Enquêter sur son propre meurtre n'est pas donné à tout le monde. Rien d'impossible cependant pour Ronan Dooley : il est un amortel, revivifié dans une nouvelle enveloppe corporelle chaque fois qu'il meurt. En près de deux cents ans de "vie", il en est à sa neuvième incarnation, mais c'est la première fois que l'agent du Secret Service américain est la cible principale d'un assassinat, plutôt qu'une victime collatérale. Si on ajoute la sanglante mise en scène et la diffusion en masse du snuff-movie de sa mort, Ronan est suffisamment énervé pour ne pas lâcher l'affaire avant d'avoir fait payer le coupable. Entre les retrouvailles impromptues avec sa descendance, les relations plus que délicates avec son boss et les vérités dérangeantes qu'il va se voir révéler, c'est une enquête pour le moins difficile qui attend Ronan...

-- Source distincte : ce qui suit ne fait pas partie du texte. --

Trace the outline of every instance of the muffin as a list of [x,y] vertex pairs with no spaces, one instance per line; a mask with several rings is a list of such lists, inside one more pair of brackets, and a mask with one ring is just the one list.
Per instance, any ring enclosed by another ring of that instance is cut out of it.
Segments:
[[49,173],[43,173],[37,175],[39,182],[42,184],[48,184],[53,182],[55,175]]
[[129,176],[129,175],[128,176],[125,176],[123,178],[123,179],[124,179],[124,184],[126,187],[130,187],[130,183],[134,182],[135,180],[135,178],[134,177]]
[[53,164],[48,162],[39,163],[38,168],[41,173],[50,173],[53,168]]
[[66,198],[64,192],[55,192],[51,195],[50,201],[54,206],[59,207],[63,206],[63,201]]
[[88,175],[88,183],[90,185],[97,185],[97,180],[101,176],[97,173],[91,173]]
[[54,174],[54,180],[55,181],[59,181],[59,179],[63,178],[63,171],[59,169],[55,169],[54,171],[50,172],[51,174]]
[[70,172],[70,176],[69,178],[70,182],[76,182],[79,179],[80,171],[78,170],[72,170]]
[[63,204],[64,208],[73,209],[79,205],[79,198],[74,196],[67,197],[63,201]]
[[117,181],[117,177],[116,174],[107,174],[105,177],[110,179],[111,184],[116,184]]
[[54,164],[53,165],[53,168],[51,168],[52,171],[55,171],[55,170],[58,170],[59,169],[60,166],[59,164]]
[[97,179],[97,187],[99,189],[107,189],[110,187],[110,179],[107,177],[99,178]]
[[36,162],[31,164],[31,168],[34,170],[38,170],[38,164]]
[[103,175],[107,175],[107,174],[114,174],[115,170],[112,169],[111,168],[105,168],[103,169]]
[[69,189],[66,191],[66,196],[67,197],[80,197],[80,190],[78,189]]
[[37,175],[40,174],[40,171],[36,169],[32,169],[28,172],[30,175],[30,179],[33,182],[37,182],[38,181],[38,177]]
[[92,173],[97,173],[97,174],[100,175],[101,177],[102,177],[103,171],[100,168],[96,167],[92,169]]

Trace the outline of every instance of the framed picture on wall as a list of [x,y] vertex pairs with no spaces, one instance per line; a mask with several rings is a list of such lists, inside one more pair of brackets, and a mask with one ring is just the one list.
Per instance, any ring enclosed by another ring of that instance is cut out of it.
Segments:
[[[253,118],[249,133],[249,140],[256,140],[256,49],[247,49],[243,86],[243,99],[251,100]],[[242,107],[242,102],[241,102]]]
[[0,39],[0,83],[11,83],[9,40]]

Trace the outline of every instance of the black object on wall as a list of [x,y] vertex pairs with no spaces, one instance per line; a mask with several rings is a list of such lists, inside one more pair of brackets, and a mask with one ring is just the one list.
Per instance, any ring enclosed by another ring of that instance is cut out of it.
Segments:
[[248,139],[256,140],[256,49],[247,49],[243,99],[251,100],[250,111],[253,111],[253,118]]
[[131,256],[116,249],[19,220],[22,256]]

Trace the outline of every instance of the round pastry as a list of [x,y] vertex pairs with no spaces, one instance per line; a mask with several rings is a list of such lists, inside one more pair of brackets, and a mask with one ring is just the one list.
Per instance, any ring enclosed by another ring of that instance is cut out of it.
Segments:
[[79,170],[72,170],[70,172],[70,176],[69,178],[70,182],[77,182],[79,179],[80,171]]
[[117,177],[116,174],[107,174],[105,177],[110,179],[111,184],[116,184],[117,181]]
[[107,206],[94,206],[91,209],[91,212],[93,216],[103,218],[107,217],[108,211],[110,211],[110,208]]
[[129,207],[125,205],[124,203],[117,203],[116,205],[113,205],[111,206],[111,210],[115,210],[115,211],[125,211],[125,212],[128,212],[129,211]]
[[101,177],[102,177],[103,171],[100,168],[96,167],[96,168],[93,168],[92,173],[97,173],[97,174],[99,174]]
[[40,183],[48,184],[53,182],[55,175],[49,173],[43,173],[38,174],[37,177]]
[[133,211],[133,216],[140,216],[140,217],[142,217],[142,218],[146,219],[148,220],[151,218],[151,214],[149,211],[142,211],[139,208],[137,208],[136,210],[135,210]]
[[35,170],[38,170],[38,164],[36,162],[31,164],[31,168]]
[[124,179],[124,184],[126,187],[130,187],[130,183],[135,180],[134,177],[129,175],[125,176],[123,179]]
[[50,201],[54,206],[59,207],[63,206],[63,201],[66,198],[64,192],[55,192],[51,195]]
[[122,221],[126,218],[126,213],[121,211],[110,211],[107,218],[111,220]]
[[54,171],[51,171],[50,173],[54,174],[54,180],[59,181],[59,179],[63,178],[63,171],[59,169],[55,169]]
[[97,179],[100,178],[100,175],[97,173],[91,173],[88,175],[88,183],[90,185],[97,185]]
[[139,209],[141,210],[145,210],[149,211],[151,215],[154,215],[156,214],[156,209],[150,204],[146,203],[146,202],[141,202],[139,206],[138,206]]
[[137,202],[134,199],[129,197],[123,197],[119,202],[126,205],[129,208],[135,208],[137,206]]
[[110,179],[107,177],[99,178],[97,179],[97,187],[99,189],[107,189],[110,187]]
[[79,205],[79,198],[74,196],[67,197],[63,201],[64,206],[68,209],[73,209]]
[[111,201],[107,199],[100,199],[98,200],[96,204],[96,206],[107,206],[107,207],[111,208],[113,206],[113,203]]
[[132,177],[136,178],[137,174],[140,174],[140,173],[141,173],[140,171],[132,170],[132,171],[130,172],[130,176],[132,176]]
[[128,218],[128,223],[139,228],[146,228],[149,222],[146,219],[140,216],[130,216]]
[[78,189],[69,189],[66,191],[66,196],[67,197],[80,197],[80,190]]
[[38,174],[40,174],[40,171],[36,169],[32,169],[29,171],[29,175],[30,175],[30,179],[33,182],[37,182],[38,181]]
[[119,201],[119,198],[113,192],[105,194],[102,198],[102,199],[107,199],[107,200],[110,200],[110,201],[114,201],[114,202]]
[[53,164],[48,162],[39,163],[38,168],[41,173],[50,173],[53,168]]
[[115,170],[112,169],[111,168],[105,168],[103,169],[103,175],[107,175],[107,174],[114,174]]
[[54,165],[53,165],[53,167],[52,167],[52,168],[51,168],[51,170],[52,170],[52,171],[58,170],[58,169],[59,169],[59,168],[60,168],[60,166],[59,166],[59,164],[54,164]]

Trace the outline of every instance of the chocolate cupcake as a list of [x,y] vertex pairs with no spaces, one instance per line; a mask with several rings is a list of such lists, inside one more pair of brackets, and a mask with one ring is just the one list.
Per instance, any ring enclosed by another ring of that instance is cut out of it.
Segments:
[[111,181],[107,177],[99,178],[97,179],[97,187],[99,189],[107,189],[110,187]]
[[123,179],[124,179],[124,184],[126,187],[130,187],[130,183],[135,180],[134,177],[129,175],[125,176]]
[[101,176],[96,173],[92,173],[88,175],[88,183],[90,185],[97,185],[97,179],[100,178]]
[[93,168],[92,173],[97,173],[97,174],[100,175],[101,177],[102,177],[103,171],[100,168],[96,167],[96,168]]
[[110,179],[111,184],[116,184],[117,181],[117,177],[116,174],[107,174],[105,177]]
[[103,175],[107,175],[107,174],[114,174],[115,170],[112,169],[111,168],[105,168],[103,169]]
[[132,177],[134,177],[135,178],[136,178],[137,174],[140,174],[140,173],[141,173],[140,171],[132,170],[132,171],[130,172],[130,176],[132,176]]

Sans temps mort, le roman de Matt Forbeck rentre directement dans le vif du sujet. On découvre un futur pas si lointain par le point de vue d'un homme de notre époque, qui a survécu à ses contemporains ; c'est par le biais de ses souvenirs et réflexions que l'on va comprendre la situation et la réalité du nouveau monde dans lequel il vit. C'est cependant avant tout un roman d'action : on ne compte plus les balles qui volent (ou même les roquettes), les crashes de véhicules ou les enlèvements, tout cela bouclé en quelques jours à peine.

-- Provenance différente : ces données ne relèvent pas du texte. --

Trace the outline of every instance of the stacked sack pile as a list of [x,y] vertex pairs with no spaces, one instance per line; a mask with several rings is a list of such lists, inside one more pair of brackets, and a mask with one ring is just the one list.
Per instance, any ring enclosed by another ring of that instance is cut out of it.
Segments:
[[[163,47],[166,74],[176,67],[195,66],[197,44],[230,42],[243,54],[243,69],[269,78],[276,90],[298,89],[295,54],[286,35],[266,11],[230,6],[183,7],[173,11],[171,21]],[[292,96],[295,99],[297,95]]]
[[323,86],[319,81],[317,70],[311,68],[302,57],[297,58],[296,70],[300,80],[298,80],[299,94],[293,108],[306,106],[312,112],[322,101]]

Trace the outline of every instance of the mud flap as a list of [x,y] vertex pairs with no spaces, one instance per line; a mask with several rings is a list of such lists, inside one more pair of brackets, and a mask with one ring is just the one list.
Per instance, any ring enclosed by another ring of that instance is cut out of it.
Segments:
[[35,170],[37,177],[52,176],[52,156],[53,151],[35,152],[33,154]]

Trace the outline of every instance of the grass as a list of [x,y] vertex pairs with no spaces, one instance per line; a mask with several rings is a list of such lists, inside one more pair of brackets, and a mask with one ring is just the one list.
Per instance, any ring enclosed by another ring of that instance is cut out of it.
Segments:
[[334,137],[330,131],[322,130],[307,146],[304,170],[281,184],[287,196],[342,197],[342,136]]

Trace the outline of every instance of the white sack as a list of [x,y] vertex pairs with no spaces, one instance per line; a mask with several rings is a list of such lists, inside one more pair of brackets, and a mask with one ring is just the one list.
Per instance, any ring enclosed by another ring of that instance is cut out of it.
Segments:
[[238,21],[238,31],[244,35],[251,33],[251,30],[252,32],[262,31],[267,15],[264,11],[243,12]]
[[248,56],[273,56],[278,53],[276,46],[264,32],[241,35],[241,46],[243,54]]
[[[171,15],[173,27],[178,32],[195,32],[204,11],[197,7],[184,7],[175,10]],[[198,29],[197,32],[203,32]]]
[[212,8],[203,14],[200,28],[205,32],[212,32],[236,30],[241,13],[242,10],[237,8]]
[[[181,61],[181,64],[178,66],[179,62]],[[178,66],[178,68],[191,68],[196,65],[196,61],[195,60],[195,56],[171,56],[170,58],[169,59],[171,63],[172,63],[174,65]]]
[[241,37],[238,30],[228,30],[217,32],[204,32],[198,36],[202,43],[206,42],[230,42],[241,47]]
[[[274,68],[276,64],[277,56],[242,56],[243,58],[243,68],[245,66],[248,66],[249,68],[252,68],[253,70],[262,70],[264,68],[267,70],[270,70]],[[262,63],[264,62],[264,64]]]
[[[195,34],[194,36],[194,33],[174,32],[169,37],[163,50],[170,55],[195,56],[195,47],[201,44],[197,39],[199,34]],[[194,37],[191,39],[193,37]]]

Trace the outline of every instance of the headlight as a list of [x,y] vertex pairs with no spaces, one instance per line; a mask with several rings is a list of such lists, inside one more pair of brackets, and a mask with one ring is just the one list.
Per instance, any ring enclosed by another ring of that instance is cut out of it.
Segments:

Le personnage central, Ronan Dooley, est très réussi. Depuis la mort de ses proches, il ne vit plus que pour son travail : la protection rapprochée de personnalités, il adore, surtout que ça lui permet d'assouvir régulièrement une pulsion de mort récurrente. Parce que ce n'est pas vraiment facile, de survivre à sa femme, son fils, ses petits-enfants... Sans vraiment l'avoir voulu, Ronan a traversé les décennies, devenant au bout du compte un être solitaire qui s'accroche à ses souvenirs. A travers des moments très personnels, on le découvre très touchant, bien loin du monsieur-je-fonce-dans-le-tas-sans-me-soucier-de-rien qu'il peut sembler dans les moments d'action intense. Quelques personnages secondaires ont également un peu de consistance. On a ainsi droit à des dialogues mordants, des moments de tension intense lors d'affrontements...

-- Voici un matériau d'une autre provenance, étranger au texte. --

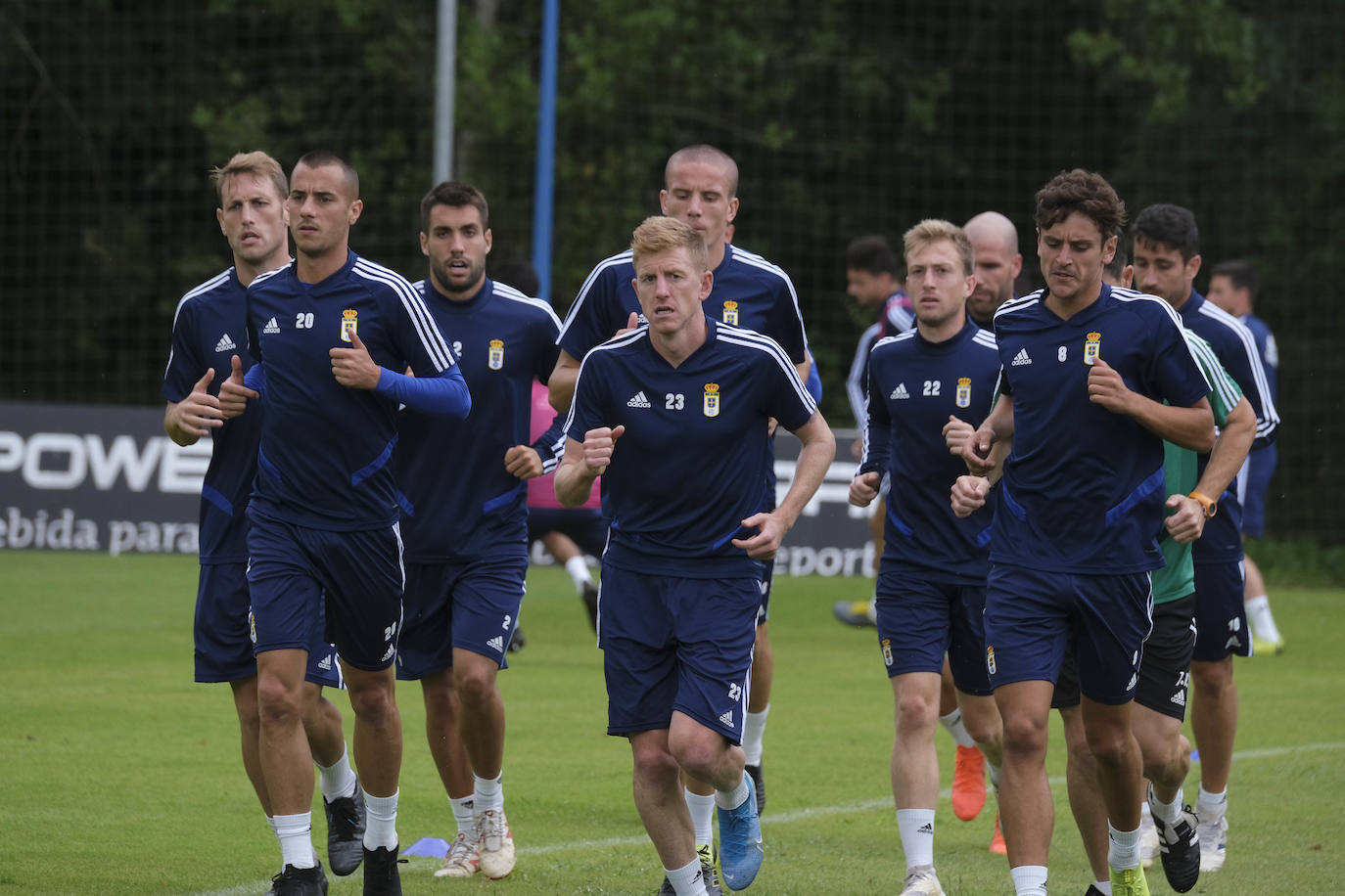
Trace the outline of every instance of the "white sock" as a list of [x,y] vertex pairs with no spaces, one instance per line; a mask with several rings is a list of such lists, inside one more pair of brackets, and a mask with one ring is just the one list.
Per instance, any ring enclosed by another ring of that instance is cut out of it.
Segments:
[[705,884],[701,881],[701,857],[697,856],[681,868],[664,868],[677,896],[706,896]]
[[748,772],[742,772],[742,780],[733,790],[716,790],[714,805],[720,809],[737,809],[748,801]]
[[897,832],[907,853],[907,870],[933,865],[933,809],[898,809]]
[[317,853],[313,852],[313,838],[311,836],[313,813],[273,815],[272,821],[276,823],[276,838],[280,841],[280,861],[282,865],[312,868],[317,864]]
[[472,811],[504,811],[504,772],[494,778],[472,775]]
[[331,766],[323,766],[317,760],[313,760],[313,764],[317,766],[317,783],[323,789],[323,799],[331,802],[342,797],[355,795],[355,771],[350,767],[350,751],[346,750],[344,743],[342,743],[340,759]]
[[1252,634],[1266,641],[1279,641],[1279,629],[1275,626],[1275,617],[1270,611],[1270,598],[1264,594],[1247,602],[1247,622],[1252,626]]
[[771,715],[771,704],[761,712],[749,712],[742,717],[742,752],[748,755],[749,766],[761,764],[761,737],[765,735],[765,717]]
[[695,827],[695,845],[705,846],[714,844],[714,794],[693,794],[683,790],[687,811],[691,813],[691,825]]
[[1018,865],[1009,869],[1014,896],[1046,896],[1046,866]]
[[1201,785],[1200,795],[1196,797],[1196,815],[1200,821],[1208,825],[1223,818],[1225,811],[1228,811],[1228,789],[1212,794]]
[[1139,868],[1139,827],[1116,830],[1107,822],[1107,864],[1116,870]]
[[379,846],[397,849],[397,794],[373,797],[366,790],[364,849],[378,849]]
[[584,555],[573,556],[565,562],[565,571],[570,574],[574,590],[584,594],[585,584],[593,584],[593,576],[588,571],[588,562]]
[[1181,787],[1177,789],[1177,797],[1170,803],[1165,803],[1154,793],[1154,786],[1149,785],[1149,799],[1145,801],[1143,807],[1165,825],[1176,825],[1177,819],[1181,818]]
[[453,821],[457,822],[457,833],[468,834],[472,833],[472,795],[468,794],[461,799],[456,797],[448,798],[448,805],[453,809]]
[[939,723],[948,729],[954,742],[959,747],[975,747],[976,742],[967,733],[967,725],[962,724],[962,709],[954,709],[947,716],[939,716]]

Pour ceux qui veulent aller au-delà du simple thriller futuriste, les pistes de réflexion lancées par l'auteur ne manquent pas. Si les idées de base ont un petit relent de déjà-vu (pour ma part, je n'ai pu manquer de penser à la Cybione d'Ayerdhal, ou au film The Island), elles permettent quand même de retrouver des thématiques très intéressantes : les inconvénients et dérives possibles de l'immortalité, l'éthique du clonage, le problème de l'identité lorsque quelqu'un est copié encore et encore...
J'ai beaucoup accroché à ce roman très sympa, et j'espère avoir l'occasion de lire d'autres ouvrages de cet auteur prometteur.